Tim Fernholz — Why the US is planning to make telephone users pay for public school internet

The US government is mulling a plan to increase its investment in broadband at public schools and libraries by $1.5 billion, at the cost of a small increase in telephone service fees. 
It’s easy to tell where people stand on the issue: Those who favor the investment, like Federal Communications Commission chairman Tom Wheeler, note that the average household already pays about 99 cents per phone line into the “Universal Service Fund,” a government account dedicated to increasing access to communications networks. Those who oppose the proposed 16-cent increase, as the outspoken Republican FCC commissioner Ajit Pai does, call it a 16% increase in the telephone tax.… 
Behind the political squabbling, US internet infrastructure lags that of other wealthy countries in usage rates and quality. According to data assembled by the OECD, the US is in 16th place when it comes to broadband penetration, 12th when it comes to average speed and 22nd at median speed.
Because we "can't afford" it.
The debate over plugging more school children into speedy broadband connections—an investment in a future high-tech work force—is a proxy for the larger question of how the government should stimulate the economy and whether the internet should be seen as a public good.
Why the US is planning to make telephone users pay for public school internet
Tim Fernholz


JLC said...

Tom -- wanted to call your attention to an MMT based story that Yes Magazine has recently published. See

Tom Hickey said...

Thanks, JLC. Good one. I promoted it to a post.
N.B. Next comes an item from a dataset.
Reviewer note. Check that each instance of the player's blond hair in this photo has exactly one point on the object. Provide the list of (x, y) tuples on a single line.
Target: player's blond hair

The economic news has been sparse lately. Needed something today.

Dan Lynch said...

Besides the MMT perspective that we don't need taxes to "pay for" internet, I also like to look at how a proposed tax would affect inequality. A phone tax is a regressive consumption tax.

Other economic news today -- Japan is officially in recession thanks to the sales tax increase and the failure of monetary policy.

This article about Gini caught my eye -- that Gini is driven almost exclusively by the rich. This has policy implications for MMT because mainstream MMT's position is to lift up the poor but leave the rich alone. While lifting up the poor is commendable, it barely makes a dent in Gini.

Tom Hickey said...

Even funding social programs, it's necessary to tax economic rent since government spending, including transfer payments, ultimately flows either back through taxes or into saving, and it’s the top that saves most.

A lot of personal saving goes to saving for education and retirement. Public education and pension plans would remove this need to save from income for such provision, either by saving before the expenditure or by borrowing (dissaving) and then paying down the loan with interest after the expenditure (saving + interest).

There is really no need for individuals in nation with a developed economy that is a currency sovereign to save either for education and a basic pension that meets minimum needs. There's also policy space for a safety net, including a JG, that meets minimum needs, too. If people want to save to exceed the minimum, that's their choice. But no one should be forced to live in involuntary poverty in a prosperous society.

However, this injection of funds would be spent and ultimately flow back to government through taxes or flow up to savers who are predominantly the wealthy, increasing their power to influence the political process. To prevent the latter, the former would have to be sufficient to return most of the injections through progressive taxation and taxes specifically aimed at externality and rent.